You need a "dumb" ignition module from Haltech








They will provide a wiring diagram with it, or you can search the Haltech forums for it.
HTH


----------



## PUREDREAMZ (Oct 13, 2003)

*Re: Stand alone wiring up ICM (rycou34)*

but does it have to be from haltech or can u use the vw one cause if so i ve got 2 of them


----------



## rycou34 (Apr 24, 2001)

*Re: Stand alone wiring up ICM (PUREDREAMZ)*

Don't really know, but it does look like a Bosch piece so I would think you should be able to use an OEM one.


----------



## PUREDREAMZ (Oct 13, 2003)

*Re: Stand alone wiring up ICM (rycou34)*

wiring diagram for a vw one


----------



## PUREDREAMZ (Oct 13, 2003)

*Re: Stand alone wiring up ICM (PUREDREAMZ)*

does anyone know how to wire up a vw ICM, basically if i cant get a diagram just tell me what pin# and what the wire is used for.
also vw has 2 different kinds of ICM s 5 pin and 7 pin which ones are 2 ch (part numbers) or how to tell the difference


----------



## need_a_VR6 (May 19, 1999)

*Re: Stand alone wiring up ICM (PUREDREAMZ)*

http://www.msextra.com/manuals...bosch
That should give you all the info you need.
All the VW modules I've seen are 7 pin, and control dwell internally. You'll need to wire in two of them, one for each spark channel/coil.


----------



## PUREDREAMZ (Oct 13, 2003)

*Re: Stand alone wiring up ICM (need_a_VR6)*

Ok so i ve found the ICM that i mentioned before and it says SIEMENS on it and it has this part number 191905351 C and indeed it is a 7 pin. 
Can anyone confirm what vehicle this ignition module came off of.
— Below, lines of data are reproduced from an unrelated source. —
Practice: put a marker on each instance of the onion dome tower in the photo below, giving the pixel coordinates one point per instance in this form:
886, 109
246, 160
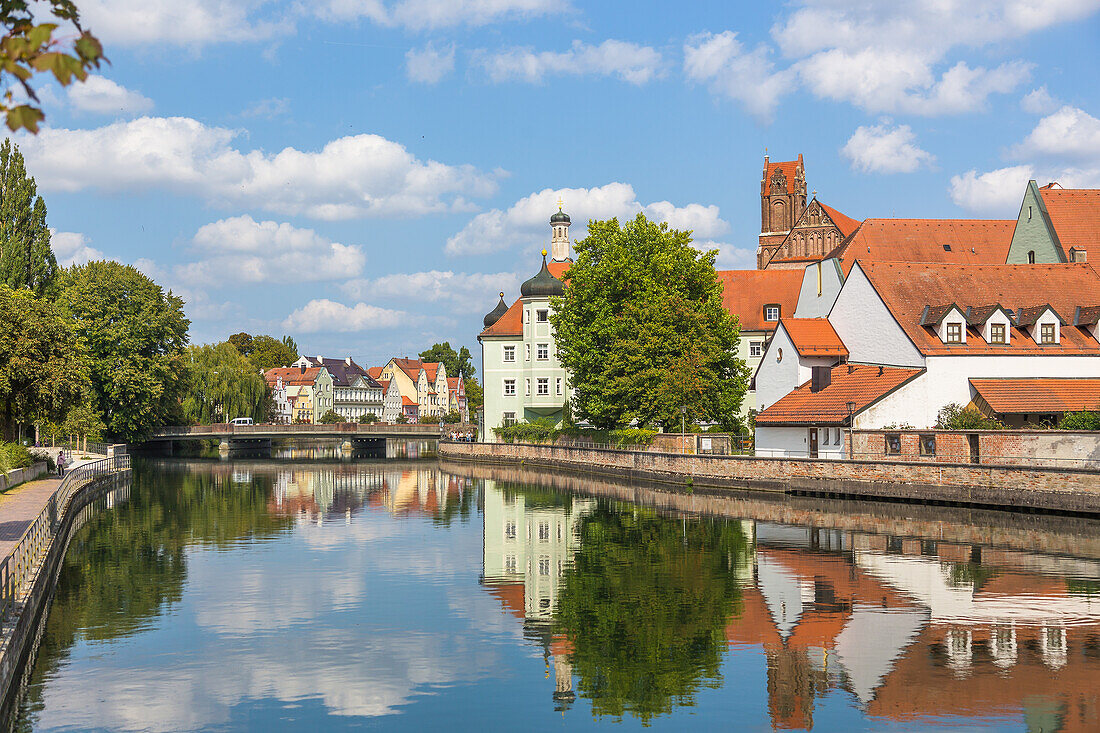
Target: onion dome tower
495, 314
559, 238
543, 285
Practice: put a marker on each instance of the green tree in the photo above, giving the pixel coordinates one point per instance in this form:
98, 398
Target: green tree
43, 364
135, 335
642, 330
268, 352
458, 363
30, 47
954, 416
222, 385
243, 342
645, 604
25, 256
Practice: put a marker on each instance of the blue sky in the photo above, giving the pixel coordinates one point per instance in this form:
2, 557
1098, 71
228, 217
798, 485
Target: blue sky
365, 175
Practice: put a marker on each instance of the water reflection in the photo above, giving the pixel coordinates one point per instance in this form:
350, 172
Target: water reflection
321, 595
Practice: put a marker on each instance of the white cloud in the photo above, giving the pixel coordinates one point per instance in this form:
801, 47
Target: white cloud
1063, 146
191, 23
749, 77
425, 14
996, 192
102, 96
527, 220
1068, 133
1038, 101
880, 56
627, 61
879, 149
328, 316
72, 248
462, 290
242, 250
356, 176
429, 64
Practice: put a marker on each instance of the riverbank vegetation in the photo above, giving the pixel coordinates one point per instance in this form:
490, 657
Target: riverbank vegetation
642, 330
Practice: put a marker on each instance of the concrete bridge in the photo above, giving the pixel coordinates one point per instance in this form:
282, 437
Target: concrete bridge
349, 435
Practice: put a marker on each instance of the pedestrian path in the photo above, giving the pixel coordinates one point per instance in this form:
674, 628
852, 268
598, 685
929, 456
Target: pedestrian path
20, 507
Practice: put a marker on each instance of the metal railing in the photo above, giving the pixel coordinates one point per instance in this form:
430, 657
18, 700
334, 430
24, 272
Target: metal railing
18, 568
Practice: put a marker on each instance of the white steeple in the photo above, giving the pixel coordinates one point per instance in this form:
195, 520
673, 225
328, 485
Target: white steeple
559, 237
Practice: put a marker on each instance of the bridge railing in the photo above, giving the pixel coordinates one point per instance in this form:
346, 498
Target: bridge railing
349, 428
18, 568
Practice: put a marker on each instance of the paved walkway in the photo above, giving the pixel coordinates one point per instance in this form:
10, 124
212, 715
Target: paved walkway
21, 505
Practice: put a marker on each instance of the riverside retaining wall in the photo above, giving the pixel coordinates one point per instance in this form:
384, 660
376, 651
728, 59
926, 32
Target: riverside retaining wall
21, 630
12, 479
1036, 488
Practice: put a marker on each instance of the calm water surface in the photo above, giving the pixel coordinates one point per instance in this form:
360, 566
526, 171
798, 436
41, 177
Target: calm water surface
322, 595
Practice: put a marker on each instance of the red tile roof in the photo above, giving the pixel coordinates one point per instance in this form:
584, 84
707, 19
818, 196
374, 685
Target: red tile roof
864, 384
789, 168
970, 241
908, 287
814, 337
293, 375
844, 222
1038, 394
509, 324
1075, 214
746, 293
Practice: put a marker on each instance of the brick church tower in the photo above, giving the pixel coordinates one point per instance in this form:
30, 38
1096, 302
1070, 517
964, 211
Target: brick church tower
782, 200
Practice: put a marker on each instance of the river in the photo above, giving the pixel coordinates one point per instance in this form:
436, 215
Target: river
323, 595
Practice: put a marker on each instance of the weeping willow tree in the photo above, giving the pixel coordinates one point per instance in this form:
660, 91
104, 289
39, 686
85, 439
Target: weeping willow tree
223, 385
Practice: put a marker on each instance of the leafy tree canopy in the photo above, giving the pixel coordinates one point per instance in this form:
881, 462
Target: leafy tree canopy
26, 259
29, 47
222, 385
135, 335
645, 604
458, 363
268, 352
642, 330
43, 363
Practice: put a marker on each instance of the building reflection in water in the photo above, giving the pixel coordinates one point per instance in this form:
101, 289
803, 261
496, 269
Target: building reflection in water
911, 628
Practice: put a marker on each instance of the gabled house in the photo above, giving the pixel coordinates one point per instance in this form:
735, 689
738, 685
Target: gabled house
1055, 225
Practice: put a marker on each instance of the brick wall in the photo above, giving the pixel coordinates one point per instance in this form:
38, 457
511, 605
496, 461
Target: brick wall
1048, 448
1009, 487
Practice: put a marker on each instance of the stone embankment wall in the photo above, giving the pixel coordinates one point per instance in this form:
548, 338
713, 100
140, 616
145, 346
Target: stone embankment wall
1067, 490
1051, 448
12, 479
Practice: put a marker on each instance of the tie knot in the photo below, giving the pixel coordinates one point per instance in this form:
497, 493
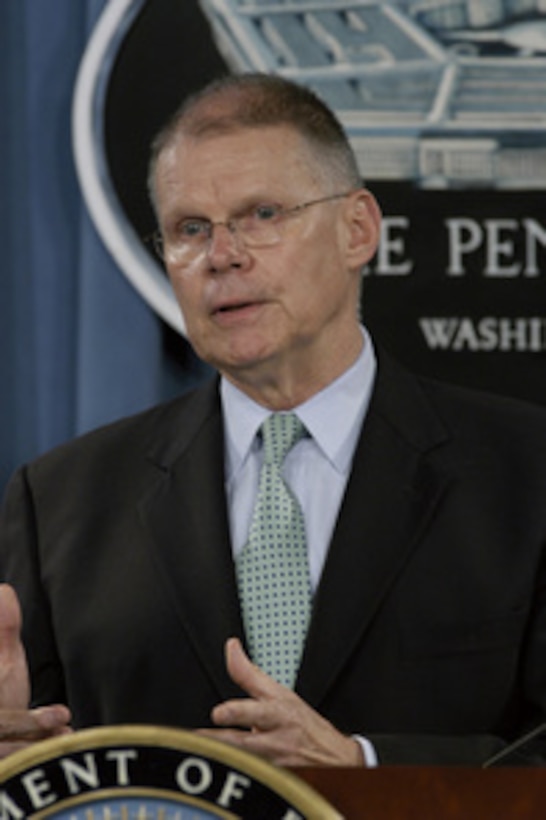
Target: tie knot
280, 432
_Modified by PUREDREAMZ at 3:06 AM 1-17-2009_


----------



## thebigmacd (Aug 17, 2004)

*Re: Stand alone wiring up ICM (PUREDREAMZ)*


_Quote, originally posted by *PUREDREAMZ* »_Ok so i ve found the ICM that i mentioned before and it says SIEMENS on it and it has this part number 191905351 C and indeed it is a 7 pin. 
Can anyone confirm what vehicle this ignition module came off of.
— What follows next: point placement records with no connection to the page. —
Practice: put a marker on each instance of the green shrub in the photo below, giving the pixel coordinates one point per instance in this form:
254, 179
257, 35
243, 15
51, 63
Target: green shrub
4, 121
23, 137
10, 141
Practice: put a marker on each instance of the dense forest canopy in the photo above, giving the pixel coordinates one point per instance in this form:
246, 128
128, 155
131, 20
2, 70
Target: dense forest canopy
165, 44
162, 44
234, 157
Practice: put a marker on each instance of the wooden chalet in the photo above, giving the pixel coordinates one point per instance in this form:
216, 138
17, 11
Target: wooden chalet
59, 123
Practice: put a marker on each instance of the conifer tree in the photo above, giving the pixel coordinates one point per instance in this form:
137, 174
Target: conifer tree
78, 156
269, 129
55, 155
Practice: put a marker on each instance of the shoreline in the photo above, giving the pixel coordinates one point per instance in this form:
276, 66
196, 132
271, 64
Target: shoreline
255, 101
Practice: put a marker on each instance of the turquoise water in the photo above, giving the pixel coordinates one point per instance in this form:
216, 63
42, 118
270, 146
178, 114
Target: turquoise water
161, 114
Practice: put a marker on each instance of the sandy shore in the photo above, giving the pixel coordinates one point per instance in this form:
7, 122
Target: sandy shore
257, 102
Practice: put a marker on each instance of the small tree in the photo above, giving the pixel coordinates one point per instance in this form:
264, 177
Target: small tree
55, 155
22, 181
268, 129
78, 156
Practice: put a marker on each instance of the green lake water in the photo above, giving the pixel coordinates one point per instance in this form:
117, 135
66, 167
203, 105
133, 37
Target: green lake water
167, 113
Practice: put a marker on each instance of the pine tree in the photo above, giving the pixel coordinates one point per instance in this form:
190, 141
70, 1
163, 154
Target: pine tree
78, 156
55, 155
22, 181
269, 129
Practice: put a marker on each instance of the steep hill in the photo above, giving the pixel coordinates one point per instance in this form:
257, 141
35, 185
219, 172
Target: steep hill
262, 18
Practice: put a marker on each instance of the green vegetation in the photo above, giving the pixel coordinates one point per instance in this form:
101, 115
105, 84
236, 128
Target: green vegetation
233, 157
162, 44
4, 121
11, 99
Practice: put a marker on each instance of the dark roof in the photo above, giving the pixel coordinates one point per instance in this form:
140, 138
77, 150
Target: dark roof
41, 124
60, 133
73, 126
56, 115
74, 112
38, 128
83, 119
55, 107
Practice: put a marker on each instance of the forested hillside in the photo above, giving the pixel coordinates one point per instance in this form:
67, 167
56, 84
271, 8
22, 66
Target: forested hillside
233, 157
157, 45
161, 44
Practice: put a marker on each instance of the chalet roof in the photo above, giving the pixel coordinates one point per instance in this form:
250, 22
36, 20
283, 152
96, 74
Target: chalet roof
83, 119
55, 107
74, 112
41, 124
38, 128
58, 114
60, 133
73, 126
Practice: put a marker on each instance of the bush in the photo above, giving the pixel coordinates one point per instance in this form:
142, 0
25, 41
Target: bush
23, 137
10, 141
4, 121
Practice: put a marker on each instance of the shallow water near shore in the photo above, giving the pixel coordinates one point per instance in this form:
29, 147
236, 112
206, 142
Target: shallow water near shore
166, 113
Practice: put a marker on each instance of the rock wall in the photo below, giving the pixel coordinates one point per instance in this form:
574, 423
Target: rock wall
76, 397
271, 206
_Modified by PUREDREAMZ at 3:06 AM 1-17-2009_

It's a standard Bosch 7-pin from a VW product. Internal dwell control.
http://www.made-in-china.com/s....html


----------



## PUREDREAMZ (Oct 13, 2003)

*Re: Stand alone wiring up ICM (thebigmacd)*

SO ITS NOT A DUAL CHANNEL i would have to wire two of these


----------



## Shawn B (Nov 27, 2003)

*Re: Stand alone wiring up ICM (PUREDREAMZ)*


_Quote, originally posted by *PUREDREAMZ* »_SO ITS NOT A DUAL CHANNEL i would have to wire two of these 

Yuppers
Need another? I have one or three for sale in the Canadian Classifieds Parts forum.


----------